Kurji, Mastro and Pool expressed concern about the National Science Foundation. NSF Director Dr. France A. Córdova visited Caltech in January and,, according to Pool, “She talked about the current persistent uncertainty over federal science funding and troubling incidents of members of the House [of Representatives] expressing interest in defunding science that conflicts with their political ideology (climate change being a particular bone of contention). Although under any new administration one could expect realigning of funding priorities the direct interference of elected officials with long standing research priorities with a clear public benefit is something that should not go without a broad societal discussion.”

“At times it can be difficult to secure funding for basic research because the obvious benefits to society are delayed,” Mastro wrote in an email. “Many private companies shy away from doing basic research because the investment is high and the immediate payoff is low.”

Yet, Pool notes, “Pretty much all innovation in medicine stems from investment into and discoveries in basic science.”

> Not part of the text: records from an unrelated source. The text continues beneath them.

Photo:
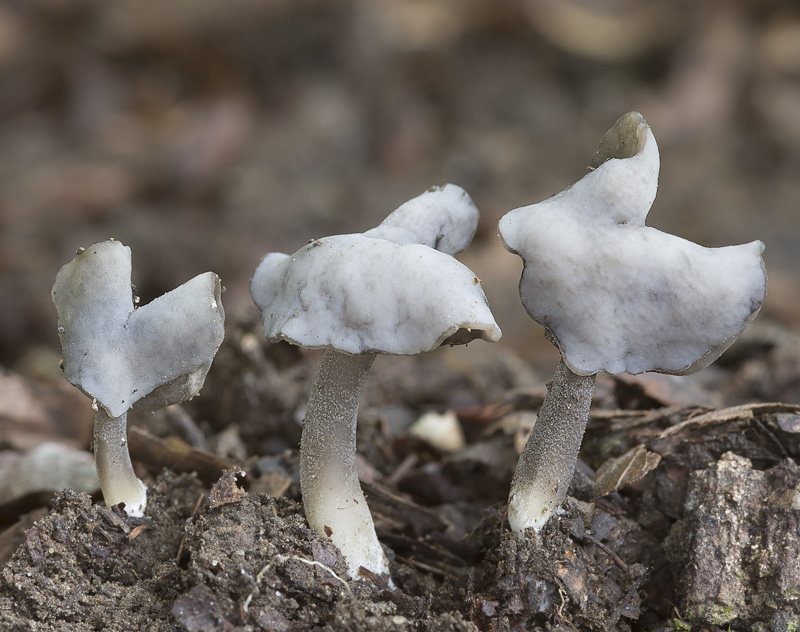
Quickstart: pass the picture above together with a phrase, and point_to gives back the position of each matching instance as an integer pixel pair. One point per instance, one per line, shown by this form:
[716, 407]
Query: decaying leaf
[624, 470]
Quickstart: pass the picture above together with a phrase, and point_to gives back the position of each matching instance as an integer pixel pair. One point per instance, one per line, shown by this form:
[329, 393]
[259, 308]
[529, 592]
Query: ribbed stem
[114, 469]
[548, 460]
[334, 503]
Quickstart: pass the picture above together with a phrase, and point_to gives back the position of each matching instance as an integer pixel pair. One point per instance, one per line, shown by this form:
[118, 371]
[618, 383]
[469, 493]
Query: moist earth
[684, 513]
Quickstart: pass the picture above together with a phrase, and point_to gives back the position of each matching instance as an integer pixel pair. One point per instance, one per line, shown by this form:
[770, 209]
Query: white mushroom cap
[356, 294]
[157, 355]
[621, 297]
[443, 218]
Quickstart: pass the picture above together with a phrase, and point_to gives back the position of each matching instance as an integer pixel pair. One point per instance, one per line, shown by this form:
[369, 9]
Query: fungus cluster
[613, 295]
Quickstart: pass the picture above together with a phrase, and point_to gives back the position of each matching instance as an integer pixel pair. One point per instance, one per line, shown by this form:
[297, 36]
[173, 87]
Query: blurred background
[206, 133]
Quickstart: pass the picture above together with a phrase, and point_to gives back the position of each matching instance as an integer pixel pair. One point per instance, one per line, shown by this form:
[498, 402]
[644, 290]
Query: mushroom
[357, 296]
[120, 355]
[615, 295]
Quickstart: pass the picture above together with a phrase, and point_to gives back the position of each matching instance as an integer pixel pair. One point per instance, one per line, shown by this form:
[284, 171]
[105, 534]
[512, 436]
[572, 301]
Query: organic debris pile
[683, 512]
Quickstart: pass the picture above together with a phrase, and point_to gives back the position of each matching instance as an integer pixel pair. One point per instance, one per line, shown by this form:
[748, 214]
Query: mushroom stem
[334, 503]
[548, 460]
[114, 469]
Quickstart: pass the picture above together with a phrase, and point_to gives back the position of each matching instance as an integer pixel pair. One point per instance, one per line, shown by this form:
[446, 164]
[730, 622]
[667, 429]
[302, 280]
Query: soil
[207, 133]
[681, 516]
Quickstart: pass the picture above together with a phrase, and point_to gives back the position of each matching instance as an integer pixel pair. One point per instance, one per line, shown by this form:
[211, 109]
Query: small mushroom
[120, 355]
[615, 295]
[357, 296]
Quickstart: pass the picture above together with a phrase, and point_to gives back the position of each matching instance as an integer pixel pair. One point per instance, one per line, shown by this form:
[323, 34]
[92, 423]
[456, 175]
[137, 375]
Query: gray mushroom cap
[619, 296]
[359, 295]
[156, 355]
[394, 289]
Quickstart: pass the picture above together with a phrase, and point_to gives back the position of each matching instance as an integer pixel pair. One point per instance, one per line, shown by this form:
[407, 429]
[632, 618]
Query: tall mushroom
[120, 355]
[387, 291]
[615, 295]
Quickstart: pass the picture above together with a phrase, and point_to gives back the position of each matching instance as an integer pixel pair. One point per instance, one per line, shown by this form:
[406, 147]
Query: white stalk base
[548, 460]
[334, 503]
[114, 469]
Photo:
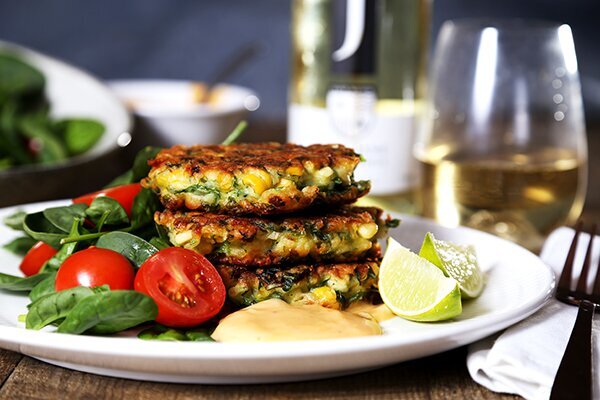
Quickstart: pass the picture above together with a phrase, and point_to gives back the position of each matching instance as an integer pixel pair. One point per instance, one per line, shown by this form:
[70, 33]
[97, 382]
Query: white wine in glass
[503, 147]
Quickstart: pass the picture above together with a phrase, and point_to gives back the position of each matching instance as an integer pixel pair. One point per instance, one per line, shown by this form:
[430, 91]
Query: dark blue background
[187, 39]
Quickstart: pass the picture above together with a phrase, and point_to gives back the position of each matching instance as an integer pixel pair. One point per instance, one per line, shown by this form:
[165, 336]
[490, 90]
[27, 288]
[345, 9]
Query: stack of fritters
[274, 219]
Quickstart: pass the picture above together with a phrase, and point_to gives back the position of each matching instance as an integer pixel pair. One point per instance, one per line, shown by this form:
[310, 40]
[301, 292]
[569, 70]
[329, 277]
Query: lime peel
[414, 288]
[458, 262]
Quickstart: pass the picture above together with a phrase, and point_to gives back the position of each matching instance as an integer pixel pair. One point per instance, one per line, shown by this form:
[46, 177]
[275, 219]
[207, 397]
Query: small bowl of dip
[169, 112]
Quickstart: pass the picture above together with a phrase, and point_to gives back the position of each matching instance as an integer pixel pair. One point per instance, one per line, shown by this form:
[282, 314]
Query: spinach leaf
[12, 142]
[136, 249]
[144, 206]
[45, 287]
[62, 217]
[140, 167]
[15, 221]
[49, 147]
[20, 246]
[80, 135]
[65, 251]
[54, 306]
[20, 284]
[107, 210]
[160, 332]
[109, 312]
[39, 228]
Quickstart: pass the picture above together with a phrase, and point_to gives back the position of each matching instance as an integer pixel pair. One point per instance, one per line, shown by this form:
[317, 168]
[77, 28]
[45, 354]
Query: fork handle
[574, 377]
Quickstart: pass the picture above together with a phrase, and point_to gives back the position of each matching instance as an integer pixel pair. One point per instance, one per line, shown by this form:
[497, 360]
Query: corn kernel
[258, 179]
[225, 181]
[325, 296]
[294, 170]
[183, 237]
[367, 231]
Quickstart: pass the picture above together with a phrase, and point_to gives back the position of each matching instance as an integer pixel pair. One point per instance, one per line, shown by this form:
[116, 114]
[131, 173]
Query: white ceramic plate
[518, 284]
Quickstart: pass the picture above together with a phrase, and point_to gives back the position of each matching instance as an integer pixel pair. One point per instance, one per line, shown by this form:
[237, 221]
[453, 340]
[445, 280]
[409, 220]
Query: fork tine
[581, 290]
[563, 289]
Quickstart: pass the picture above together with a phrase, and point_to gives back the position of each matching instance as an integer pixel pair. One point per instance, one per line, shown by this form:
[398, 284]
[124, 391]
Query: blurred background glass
[187, 39]
[503, 144]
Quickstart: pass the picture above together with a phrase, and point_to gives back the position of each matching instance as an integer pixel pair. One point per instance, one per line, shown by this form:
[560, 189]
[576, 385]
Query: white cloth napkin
[523, 359]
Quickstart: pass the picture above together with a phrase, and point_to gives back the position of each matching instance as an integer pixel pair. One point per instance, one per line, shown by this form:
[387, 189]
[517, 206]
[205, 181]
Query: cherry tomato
[124, 194]
[95, 267]
[186, 287]
[36, 257]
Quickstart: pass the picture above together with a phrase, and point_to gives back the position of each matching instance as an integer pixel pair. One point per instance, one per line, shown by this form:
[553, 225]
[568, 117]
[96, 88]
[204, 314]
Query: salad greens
[103, 223]
[28, 134]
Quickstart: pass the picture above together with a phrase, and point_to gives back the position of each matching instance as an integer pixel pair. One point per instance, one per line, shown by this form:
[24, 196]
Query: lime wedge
[414, 288]
[458, 262]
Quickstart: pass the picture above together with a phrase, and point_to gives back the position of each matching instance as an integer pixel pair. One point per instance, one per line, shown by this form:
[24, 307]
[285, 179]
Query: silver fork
[574, 377]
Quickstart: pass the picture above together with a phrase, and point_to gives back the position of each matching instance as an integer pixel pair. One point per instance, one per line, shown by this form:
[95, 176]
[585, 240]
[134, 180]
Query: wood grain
[443, 376]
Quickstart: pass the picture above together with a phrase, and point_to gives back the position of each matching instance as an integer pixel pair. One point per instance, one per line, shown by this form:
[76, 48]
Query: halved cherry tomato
[186, 287]
[36, 257]
[95, 267]
[124, 194]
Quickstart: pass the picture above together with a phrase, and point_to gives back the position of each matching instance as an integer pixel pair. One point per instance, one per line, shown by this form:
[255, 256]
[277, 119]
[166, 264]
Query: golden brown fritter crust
[256, 178]
[330, 285]
[341, 235]
[260, 155]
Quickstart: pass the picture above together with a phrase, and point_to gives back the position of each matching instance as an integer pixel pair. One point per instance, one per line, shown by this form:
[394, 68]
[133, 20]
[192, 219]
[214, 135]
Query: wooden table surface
[442, 376]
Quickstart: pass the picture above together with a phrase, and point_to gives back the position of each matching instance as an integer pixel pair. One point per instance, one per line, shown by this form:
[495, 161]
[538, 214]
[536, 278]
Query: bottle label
[382, 132]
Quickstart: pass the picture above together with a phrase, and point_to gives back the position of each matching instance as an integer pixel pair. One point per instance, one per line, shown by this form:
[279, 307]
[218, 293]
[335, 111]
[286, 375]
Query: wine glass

Kurji also mentioned the Pasadena event is modeled after the January Women’s March as a peaceful celebration. By ending at Memorial Park, people can travel to the downtown Los Angeles event using the Metro Gold Line. Mastro noted, “The outreach portions of both the March for Science LA and March for Science Pasadena are very important because it will showcase local research and the positive impacts it is having on the community in terms of providing opportunities for economic growth, energy solutions, medical solutions and education.”

Caltech second-year physics undergrad Jake Mattison of Northridge also plans to attend the downtown march because he’s heard so much discussion about climate change, which he said portrays science incorrectly.

Mattison welcomes this new shift toward skepticism. But, he noted, “Skepticism without implementation or any useful manifestation is just rejection of reality. When people think that ‘climate change is not decided,’ they really are just hearing about new, insane concepts and then deciding to go with the less apocalyptic scenario.”

The March for Science Los Angeles begins at 9 a.m. at Pershing Square Park. Pasadena will also be represented at the national event by Bill Nye, CEO of the Pasadena-based The Planetary Society, who is an honorary co-chair.